Addition of challenger green hops to the copper

When we first set up Swan Brewery, we decided to keep green choices and sustainability constantly on our agenda.  With the growth of the business, we have set in place environmentally conscious ways of working that all the brewery team can embrace. We want to explore what being green and sustainability mean, in addition to the well understood aspects of energy reduction and minimising waste.

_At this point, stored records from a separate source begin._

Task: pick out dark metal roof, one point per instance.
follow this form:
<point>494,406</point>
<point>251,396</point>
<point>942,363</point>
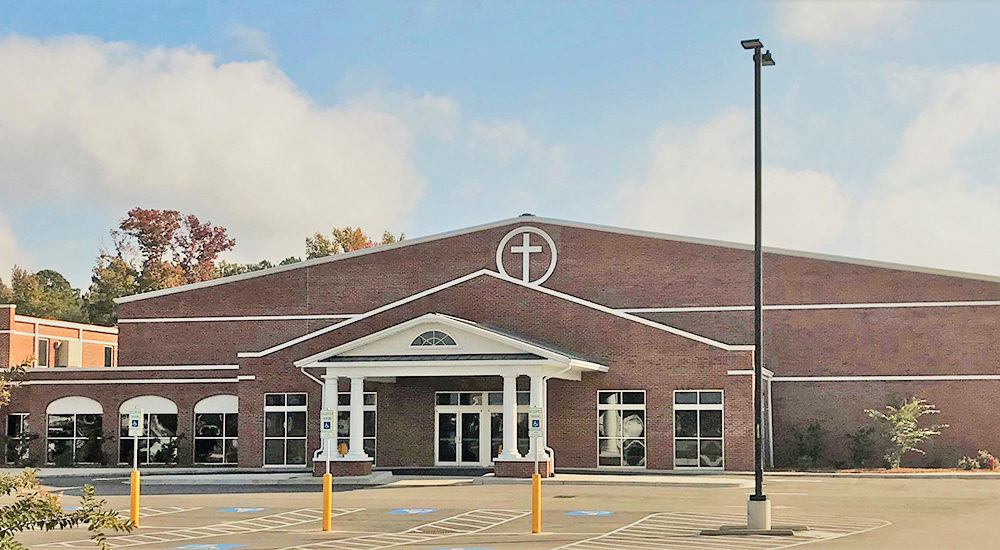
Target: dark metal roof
<point>434,357</point>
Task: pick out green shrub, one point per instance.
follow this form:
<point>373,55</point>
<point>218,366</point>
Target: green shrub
<point>809,445</point>
<point>902,425</point>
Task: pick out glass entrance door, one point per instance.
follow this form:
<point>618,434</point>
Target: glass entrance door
<point>458,438</point>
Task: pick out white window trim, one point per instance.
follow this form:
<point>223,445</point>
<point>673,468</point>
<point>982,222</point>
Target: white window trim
<point>698,438</point>
<point>286,409</point>
<point>624,407</point>
<point>365,408</point>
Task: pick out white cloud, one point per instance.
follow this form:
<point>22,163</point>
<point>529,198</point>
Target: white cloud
<point>700,183</point>
<point>834,23</point>
<point>252,41</point>
<point>235,143</point>
<point>938,202</point>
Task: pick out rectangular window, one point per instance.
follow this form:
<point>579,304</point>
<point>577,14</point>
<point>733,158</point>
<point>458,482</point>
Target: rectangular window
<point>43,352</point>
<point>16,451</point>
<point>344,423</point>
<point>73,439</point>
<point>621,428</point>
<point>285,429</point>
<point>698,429</point>
<point>216,436</point>
<point>158,443</point>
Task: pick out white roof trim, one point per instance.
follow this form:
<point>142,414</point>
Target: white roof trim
<point>64,324</point>
<point>457,323</point>
<point>872,305</point>
<point>486,272</point>
<point>564,223</point>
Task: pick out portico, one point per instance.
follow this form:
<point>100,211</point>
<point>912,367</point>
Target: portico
<point>437,346</point>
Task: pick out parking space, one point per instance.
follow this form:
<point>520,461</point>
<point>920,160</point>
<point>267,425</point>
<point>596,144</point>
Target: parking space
<point>841,513</point>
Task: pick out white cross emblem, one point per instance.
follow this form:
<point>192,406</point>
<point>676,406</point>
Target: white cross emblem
<point>526,249</point>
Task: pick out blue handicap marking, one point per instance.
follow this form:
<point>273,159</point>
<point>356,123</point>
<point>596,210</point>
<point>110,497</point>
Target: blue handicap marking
<point>206,546</point>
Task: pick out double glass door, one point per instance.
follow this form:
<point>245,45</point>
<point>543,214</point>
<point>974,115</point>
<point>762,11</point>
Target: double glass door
<point>460,438</point>
<point>469,427</point>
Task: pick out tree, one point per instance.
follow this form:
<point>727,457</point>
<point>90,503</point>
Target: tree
<point>44,294</point>
<point>343,240</point>
<point>112,278</point>
<point>29,506</point>
<point>902,424</point>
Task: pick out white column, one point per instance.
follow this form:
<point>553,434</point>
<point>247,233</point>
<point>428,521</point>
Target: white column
<point>355,448</point>
<point>330,402</point>
<point>537,400</point>
<point>509,419</point>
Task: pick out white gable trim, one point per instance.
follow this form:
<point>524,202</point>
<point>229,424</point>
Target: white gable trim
<point>486,272</point>
<point>458,324</point>
<point>564,223</point>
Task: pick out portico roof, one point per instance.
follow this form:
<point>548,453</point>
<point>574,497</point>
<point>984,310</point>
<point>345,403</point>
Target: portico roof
<point>477,351</point>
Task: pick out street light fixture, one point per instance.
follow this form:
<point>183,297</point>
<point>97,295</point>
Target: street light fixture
<point>758,508</point>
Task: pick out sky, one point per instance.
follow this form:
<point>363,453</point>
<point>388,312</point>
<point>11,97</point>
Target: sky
<point>881,122</point>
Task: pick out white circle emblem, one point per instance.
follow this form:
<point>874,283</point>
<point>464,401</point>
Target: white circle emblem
<point>526,248</point>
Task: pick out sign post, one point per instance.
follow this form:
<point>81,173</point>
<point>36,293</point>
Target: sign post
<point>135,431</point>
<point>535,433</point>
<point>327,431</point>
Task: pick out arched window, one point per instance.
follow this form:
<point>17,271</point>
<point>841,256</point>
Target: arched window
<point>433,338</point>
<point>158,444</point>
<point>73,429</point>
<point>215,430</point>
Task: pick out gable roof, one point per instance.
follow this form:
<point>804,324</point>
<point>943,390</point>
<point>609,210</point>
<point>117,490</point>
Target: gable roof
<point>488,273</point>
<point>526,218</point>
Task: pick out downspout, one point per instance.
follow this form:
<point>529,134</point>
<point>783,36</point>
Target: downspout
<point>545,403</point>
<point>320,382</point>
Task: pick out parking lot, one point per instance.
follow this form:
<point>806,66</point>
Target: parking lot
<point>455,513</point>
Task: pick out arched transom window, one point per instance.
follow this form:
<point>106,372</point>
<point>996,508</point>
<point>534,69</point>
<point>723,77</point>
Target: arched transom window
<point>433,338</point>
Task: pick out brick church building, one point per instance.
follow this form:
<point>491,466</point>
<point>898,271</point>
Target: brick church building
<point>636,345</point>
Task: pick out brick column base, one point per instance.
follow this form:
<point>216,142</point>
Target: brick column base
<point>521,469</point>
<point>343,468</point>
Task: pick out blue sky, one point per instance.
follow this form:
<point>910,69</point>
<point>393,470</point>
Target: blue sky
<point>881,125</point>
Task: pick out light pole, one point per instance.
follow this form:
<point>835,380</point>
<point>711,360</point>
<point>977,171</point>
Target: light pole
<point>758,508</point>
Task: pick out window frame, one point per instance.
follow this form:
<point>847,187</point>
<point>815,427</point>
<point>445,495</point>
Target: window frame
<point>285,438</point>
<point>373,407</point>
<point>699,406</point>
<point>73,438</point>
<point>22,428</point>
<point>622,438</point>
<point>48,353</point>
<point>147,437</point>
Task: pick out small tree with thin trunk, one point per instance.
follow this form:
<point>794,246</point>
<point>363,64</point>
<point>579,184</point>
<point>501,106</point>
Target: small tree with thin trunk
<point>902,425</point>
<point>28,506</point>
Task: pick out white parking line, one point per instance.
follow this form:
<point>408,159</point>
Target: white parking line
<point>680,531</point>
<point>242,527</point>
<point>466,523</point>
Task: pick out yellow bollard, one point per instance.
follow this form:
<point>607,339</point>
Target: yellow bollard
<point>327,502</point>
<point>536,503</point>
<point>134,502</point>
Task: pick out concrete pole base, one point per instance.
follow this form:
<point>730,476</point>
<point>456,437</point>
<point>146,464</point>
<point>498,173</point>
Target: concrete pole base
<point>759,514</point>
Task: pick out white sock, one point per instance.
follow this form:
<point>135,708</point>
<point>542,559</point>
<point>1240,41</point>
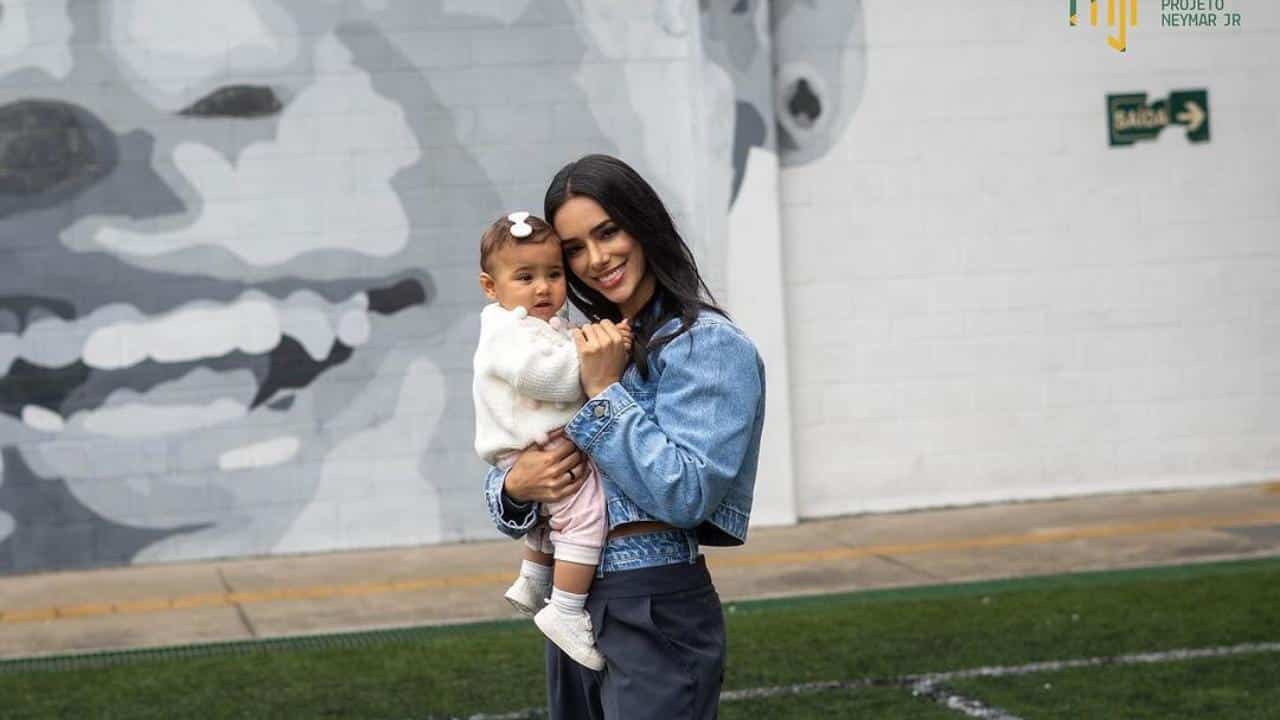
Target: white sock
<point>540,574</point>
<point>568,602</point>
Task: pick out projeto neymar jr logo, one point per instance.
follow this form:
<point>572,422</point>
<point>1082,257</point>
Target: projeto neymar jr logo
<point>1121,14</point>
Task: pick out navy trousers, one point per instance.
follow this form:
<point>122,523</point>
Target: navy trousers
<point>662,632</point>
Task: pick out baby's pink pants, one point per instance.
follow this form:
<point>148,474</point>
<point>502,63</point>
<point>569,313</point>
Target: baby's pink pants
<point>576,527</point>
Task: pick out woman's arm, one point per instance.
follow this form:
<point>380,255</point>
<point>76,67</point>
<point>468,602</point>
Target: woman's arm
<point>540,474</point>
<point>679,464</point>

We have widened the scope of sustainable brewing over and above the well understood aspects of energy reduction and minimising waste, to include the viability and sustainability of communities: communities where people live, and communities in which businesses operate.

We have a network of individuals and businesses who benefit from the redundant materials in our process: spent grain to farmers, chicken fanciers, bread-making local vicars; spent hops to gardeners and allotment holders; yeast to home brewers; cardboard to gardeners; malt sacks to apple farmers; beer to chutney makers, bakers and pie creators and those that have problems with their slugs.  The value to us is the reliable removal of these materials plus some benefits in kind such as sausages, pies, bunches of flowers, courgettes and jars of chutney.  That’s a win-win approach to sustainable brewing.

We’ve sought to improve our process to reduce energy consumption: as our brewing activity has increased we have been able to recover hot water from the process on one day and use it on the next.

We have had stands at the Hereford and Leominster Seed Swaps, In Our Hands: Seeding change, and Spring Greens demonstrating the cycle of field to pint to garden to plate.

We were named Green Business of the Year by the Society of Independent Brewers, SIBA and were also a winner in their Brewers in the Community competition.  We were a finalist in the Herefordshire Business Awards eco-friendly business of the year.

As fans of local food, we have created joint recipes with several small Herefordshire food businesses: Quarry Farm Shop, Luston (ale in the gravy for Steak and Swan Pie); Loafers, Bromyard (beer bread); NIZI Bakery, Hereford (beer in sourdough and used in glazes), Three Fruity Ladies, Shobdon (ale in Farmhouse Pickle).  The message about local food, its attractiveness and reach are all improved if there is a stronger story for consumers to relate to and the backing of enterprises with the same ethos.

We have worked with local firms when we have needed building, civil, electrical and specialist engineering contractors.  Other specialities have been met locally: pump maintenance/repair; computer support; haulage; printer support; pest control and scales servicing.